# Upgrade caad9 or buy new supersix?



## caad9er (Oct 25, 2011)

I have a caad9 that I really like but I'm itching for a bike with a better group - like red. A supersix evo w/red is tempting, but it's a fairly expensive bike and not really a full red group (no red cassette and I think the crank arms are force - minor I know). Conversely, I coud upgrade the caad with 2012 red for less. Of course I'd still only have one bike instead of two.

So, upgrade caad for $x or keep mid level caad the same and buy new higher end bike for 2($x) but have two, albiet somewhat similar, bikes.


----------



## caad9er (Oct 25, 2011)

B.Garcia said:


> Go for the supersix. there really isnt much difference between the SRAM gruppo except weight.


Thanks. That's probably true, but there also isn't much difference between a caad and supersix except weight. I don't find the caad to be harsh at all with good tires and it's arguably a bit stiffer than carbon so it's kind of a question of bling on a caad or bling on a carbon supersix.


----------



## B.Garcia (Nov 21, 2011)

Go for the supersix. there really isnt much difference between the SRAM gruppo except weight.


----------



## Ultrasaurus (Jan 28, 2011)

caad9er said:


> I have a caad9 that I really like but I'm itching for a bike with a better group - like red. A supersix evo w/red is tempting, but it's a fairly expensive bike and not really a full red group (no red cassette and I think the crank arms are force - minor I know). Conversely, I coud upgrade the caad with 2012 red for less. Of course I'd still only have one bike instead of two.
> 
> So, upgrade caad for $x or keep mid level caad the same and buy new higher end bike for 2($x) but have two, albiet somewhat similar, bikes.

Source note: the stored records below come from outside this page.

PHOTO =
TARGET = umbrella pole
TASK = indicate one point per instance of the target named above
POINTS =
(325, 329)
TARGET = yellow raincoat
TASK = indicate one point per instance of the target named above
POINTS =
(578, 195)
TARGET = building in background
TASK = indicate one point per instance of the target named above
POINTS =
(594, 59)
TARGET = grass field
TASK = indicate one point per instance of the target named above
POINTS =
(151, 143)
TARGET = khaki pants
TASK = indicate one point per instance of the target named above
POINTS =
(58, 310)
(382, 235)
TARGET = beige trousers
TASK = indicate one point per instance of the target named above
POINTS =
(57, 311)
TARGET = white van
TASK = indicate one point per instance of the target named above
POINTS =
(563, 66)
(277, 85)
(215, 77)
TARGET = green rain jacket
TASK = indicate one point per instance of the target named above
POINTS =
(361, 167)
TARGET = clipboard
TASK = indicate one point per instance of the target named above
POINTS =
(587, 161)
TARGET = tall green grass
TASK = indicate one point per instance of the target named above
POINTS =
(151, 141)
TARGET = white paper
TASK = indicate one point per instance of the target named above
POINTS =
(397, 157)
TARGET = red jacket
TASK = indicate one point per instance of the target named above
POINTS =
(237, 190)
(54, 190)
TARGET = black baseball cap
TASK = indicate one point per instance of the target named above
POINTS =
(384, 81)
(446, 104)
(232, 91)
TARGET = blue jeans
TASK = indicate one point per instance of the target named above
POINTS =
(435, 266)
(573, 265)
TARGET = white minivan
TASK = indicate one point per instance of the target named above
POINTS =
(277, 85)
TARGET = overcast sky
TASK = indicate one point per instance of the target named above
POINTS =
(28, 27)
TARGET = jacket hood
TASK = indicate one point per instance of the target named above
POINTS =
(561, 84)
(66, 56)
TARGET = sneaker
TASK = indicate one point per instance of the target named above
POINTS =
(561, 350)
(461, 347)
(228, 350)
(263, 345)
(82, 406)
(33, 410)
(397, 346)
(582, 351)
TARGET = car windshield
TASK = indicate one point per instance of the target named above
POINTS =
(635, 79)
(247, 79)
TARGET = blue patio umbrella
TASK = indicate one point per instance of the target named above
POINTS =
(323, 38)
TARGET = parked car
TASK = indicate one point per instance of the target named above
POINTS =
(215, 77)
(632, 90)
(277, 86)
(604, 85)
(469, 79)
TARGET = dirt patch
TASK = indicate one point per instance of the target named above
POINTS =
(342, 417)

Test ride an Evo and see if it's something you'd like. Getting an Evo or a standard Supersix has crossed my mind more than a few times as well. That said, I just put Campy Record on my CAAD9, and I couldn't be happier with it. I have absolutely loved the bike from day 1, so it was worth it for me. The great thing about the CAAD9 is that Cannondale deems it worthy of putting the highest end components on, which is something you won't get with many other similarly priced bikes.


----------



## tranzformer (Dec 27, 2007)

caad9er said:


> I have a caad9 that I really like but I'm itching for a bike with a better group - like red. A supersix evo w/red is tempting, but it's a fairly expensive bike and not really a full red group (no red cassette and I think the crank arms are force - minor I know). Conversely, I coud upgrade the caad with 2012 red for less. Of course I'd still only have one bike instead of two.
> 
> So, upgrade caad for $x or keep mid level caad the same and buy new higher end bike for 2($x) but have two, albiet somewhat similar, bikes.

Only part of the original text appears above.